Revolutionspläne: Radsport soll sauberer werden
London (dpa) - „Change Cycling Now“ will eine Revolution im Radsport einleiten und den umstrittenen UCI-Boss Pat McQuaid in die Wüste schicken.
Die Oppositions-Gruppe, die von dem australischen Großsponsor Jamie Fuller gegründet wurde, hat in London in einer zweitägigen Klausurtagung einen detaillierten Schlachtplan gegen die Politik des Radsport-Weltverbandes UCI erstellt. Eine Wahrheitskommission zur Aufarbeitung der Dopingvergangenheit, ein unabhängiges Untersuchungsgremium zu den Bestechungsvorwürfen gegen die UCI-Spitze und eine vom Dachverband getrennte Dopingkontrollabteilung sind die wichtigsten Bestandteile einer „Charta der Willigen“, die die Gruppe verabschiedete.

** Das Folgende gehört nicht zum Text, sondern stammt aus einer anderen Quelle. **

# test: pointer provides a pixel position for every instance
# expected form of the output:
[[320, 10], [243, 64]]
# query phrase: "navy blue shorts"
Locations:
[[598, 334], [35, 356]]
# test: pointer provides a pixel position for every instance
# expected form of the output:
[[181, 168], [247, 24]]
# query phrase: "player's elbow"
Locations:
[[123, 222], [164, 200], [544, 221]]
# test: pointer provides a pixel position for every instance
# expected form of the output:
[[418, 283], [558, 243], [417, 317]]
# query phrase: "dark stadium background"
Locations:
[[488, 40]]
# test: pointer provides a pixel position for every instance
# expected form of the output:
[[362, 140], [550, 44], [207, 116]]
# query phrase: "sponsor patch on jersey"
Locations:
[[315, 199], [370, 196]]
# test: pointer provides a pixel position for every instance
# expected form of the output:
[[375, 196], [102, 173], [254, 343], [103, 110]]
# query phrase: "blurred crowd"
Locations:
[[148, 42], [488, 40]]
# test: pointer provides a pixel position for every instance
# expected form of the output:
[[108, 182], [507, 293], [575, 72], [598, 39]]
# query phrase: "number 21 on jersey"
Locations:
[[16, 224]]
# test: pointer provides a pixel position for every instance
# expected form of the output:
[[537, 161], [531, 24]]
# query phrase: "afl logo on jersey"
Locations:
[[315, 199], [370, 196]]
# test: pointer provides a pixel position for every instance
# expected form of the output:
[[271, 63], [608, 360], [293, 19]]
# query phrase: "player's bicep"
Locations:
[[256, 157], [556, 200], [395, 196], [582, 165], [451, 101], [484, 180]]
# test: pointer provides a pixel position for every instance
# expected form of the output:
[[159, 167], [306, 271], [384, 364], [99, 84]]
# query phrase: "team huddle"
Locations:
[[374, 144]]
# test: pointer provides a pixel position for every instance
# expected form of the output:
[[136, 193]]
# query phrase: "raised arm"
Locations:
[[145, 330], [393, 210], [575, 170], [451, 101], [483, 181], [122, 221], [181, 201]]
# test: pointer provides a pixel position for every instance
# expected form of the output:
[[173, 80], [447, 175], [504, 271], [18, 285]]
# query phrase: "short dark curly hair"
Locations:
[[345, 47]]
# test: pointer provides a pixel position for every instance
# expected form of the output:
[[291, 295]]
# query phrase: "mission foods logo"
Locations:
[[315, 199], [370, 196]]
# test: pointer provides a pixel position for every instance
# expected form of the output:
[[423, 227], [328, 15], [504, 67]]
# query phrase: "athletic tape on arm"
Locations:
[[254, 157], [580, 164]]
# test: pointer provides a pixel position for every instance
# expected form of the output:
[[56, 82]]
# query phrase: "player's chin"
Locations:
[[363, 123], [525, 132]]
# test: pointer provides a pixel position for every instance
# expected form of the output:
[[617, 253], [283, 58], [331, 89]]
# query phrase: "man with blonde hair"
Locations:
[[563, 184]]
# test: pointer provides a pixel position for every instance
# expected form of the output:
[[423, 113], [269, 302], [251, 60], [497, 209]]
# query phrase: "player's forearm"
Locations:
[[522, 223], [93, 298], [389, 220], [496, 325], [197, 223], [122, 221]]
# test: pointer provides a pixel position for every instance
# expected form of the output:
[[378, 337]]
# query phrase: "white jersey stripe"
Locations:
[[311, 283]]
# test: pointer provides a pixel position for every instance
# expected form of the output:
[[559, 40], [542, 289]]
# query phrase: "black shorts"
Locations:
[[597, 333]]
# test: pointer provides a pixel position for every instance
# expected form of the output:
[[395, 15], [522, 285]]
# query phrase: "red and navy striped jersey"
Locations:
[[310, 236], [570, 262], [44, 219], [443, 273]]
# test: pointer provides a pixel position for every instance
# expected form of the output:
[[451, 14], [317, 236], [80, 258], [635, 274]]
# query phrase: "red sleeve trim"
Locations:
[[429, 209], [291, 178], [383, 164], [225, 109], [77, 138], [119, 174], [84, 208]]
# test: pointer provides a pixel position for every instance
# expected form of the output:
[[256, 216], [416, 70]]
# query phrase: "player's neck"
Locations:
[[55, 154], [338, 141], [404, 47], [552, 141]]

Die spektakulärste Forderung ist aber die nach dem Rücktritt McQuaids und der Aberkennung der Ehrenpräsidentschaft für dessen Vorgänger Hein Verbruggen. „Das gibt es in keinem Rechtsstaat, dass eine Person im Amt bleibt, während eine Untersuchung gegen ihn im Gange ist“, empörte sich der Ex-Radprofi Jörg Jaksche, der als bislang einziger Deutscher bei „Change Cycling Now“ aktiv ist, gegenüber der Nachrichtenagentur dpa. Als Übergangspräsidenten brachte die Gruppe den dreimaligen Tour de France-Sieger Greg LeMond in Position. Als Kandidat für die regulären Präsidentschaftswahlen im nächsten Jahr kristallisiert sich allerdings der australische Doping-Analytiker Michael Ashenden heraus.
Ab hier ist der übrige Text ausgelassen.